New World Department Store’s privatisation plan fails to garner required support from shareholders
Company received 83.90pc approval of privatisation by independent shareholders, just shy of the 90pc required by law
Plans by the parent firm of New World Department Store China to take it private for HK$934.5 million have failed, after not managing to garner enough support from independent shareholders for a full buyout of the operation.
By the end of its final closing date on Monday, New World Department Store had received valid acceptances representing 83.90 per cent of shares owned by independent shareholders, just shy of the 90 per cent required to proceed under company law.

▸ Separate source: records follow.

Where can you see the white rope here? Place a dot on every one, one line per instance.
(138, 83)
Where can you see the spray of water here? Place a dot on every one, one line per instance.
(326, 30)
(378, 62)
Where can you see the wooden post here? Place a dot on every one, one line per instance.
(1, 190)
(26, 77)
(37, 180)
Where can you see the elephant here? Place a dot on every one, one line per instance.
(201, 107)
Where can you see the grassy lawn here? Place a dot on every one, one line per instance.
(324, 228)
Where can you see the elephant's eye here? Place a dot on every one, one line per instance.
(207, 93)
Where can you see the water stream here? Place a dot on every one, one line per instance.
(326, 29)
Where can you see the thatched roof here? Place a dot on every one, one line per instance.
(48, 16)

Thus “the offer has not become unconditional and is lapsed from 28 August 2017”, according to a company filing to the Hong Kong stock exchange.
Shares of New World Department Store lost 5 per cent to close at HK$1.9 after the announcement.

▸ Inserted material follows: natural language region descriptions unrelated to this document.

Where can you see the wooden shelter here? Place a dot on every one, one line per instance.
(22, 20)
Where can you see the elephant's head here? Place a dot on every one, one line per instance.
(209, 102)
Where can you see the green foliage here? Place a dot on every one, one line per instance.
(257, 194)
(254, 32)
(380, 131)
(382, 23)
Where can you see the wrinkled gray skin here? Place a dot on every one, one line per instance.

New World Development, which owns 72.3 per cent of New World Department Store, offered HK$2 a piece in June to buy out all the shares it did not already own, in what it said was a bid to better cope with a challenging retail operating environment.
Despite the price representing a 50 per cent premium over its last closing price before the company disclosed the privatisation plan, it was still 66 per cent below its listing price 10 years ago, of HK$5.8 per share.
Listed in Hong Kong in 2007, New World Department Store operates 40 outlets and two shopping malls in 22 Chinese cities.
Shares in the business have been struggling as traditional department stores have lost their lustre with shoppers, who have been gradually migrating online, or are choosing large format shopping malls.
“The company almost passed the vote, but the result reflects some shareholders are dissatisfied with the offer price,” said Dickie Wong, executive director of research at Kingston Securities.
While it won’t happen in the short term, Wong said the parent company was likely to restart the buyout proposal, as the company hopes to restructure its mainland China businesses.
Under listing rules, New World Development has to wait at least a year before it can make a renewed privatisation attempt.
Chaired by Hong Kong’s third richest family headed by Henry Cheng Kar-shun, New World Development successfully took its another subsidiary New World China Land, the Hong Kong developer’s mainland property arm, private in 2016 for HK$21.4 billion.